Ambush marketing under fire


Ambush marketing under fire, by Amanda Swinburn - 19th December 2005
(Credit: B&T)

Elvis, now at Virgin Casino


They pop up at sports games, interrupt news programs and assail celebrities. Love them or hate them, ambush marketers—the marketing equivalent of streakers—get results.

In Australia, businessman Kym Illman, whose Perth-based company Messages on Hold creates tailor-made audio productions for businesses to play to their callers while on hold, has claimed ambush marketing as his own.

When he started the business in 1988, Illman found that he faced the same problem as many new business owners—plenty of ideas but no marketing budget. So he knocked out a few signs with his logo on them and paid a couple of teenagers to go to a West Coast Eagles game and wave the sign in front of the cameras.

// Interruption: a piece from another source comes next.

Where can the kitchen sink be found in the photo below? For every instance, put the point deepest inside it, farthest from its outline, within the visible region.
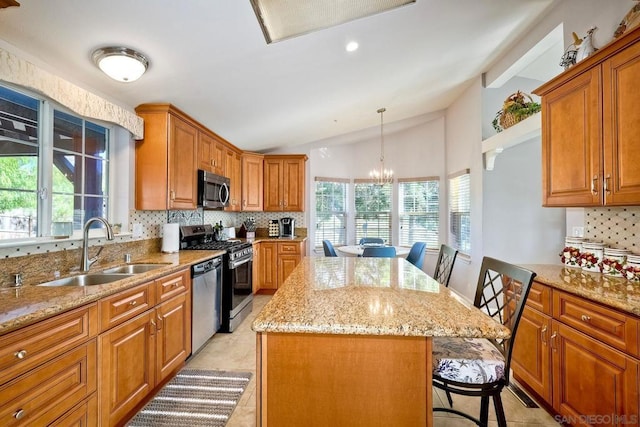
(134, 268)
(87, 280)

“We had just started but we wanted to give the impression of being a market leader, so we had to think of ways of getting our logo out there. The response was so good we have used the strategy ever since,” Illman said.

The group has come up with all manner of brazen stunts to build its notoriety, allowing the company to take advantage of millions of dollars of free advertising and develop a distinct personality and reputation as one of Asia Pacific’s most savvy marketers. The business now services 9,000 companies in the Asia Pacific and has a $13m turnover.

“When Renee Rivkin came to court we did a picture of him in a convict suit with our logo on his chest. I’ve had people stand behind cricketers in Kenya with t-shirts on, and we’ve even put fake sick on the floor at the cricket to clear a couple of rows so we could get enough space to ensure TV coverage,” Illman said.

Even the Queen has been a Messages on Hold victim and Sir Richard Branson, one of the world’s great businessmen and a renowned ambush marketer, was ambushed by the Messages On Hold team on his recent Australian tour.

And it’s not just lesser-known brands such as Message on Hold that have undertaken these types of stunts. Big names such as XXXX, Coke, Virgin and Qantas have come under fire for hijacking events they have not sponsored.

CEO of the London Mara-thon, Nick Bitel, has described ambush marketing not simply as “parasitic marketing” but as “marketing by parasites”, and likens it to theft.

The Victorian Government has enacted the Commonwealth Games Arrangements Act 2001 to prevent aerial advertising in the vicinity of the 2006 Commonwealth Games, and a one kilometre exclusion zone for unauthorised new advertising is being passed by Victoria’s parliament. The bill also provides for an authorised register of users of Commonwealth Games images.

During the Games the Federal Government plans to increase security at Melbourne Airport and may also restrict air space above Games venues to maintain security and protect official sponsors from ambush marketing.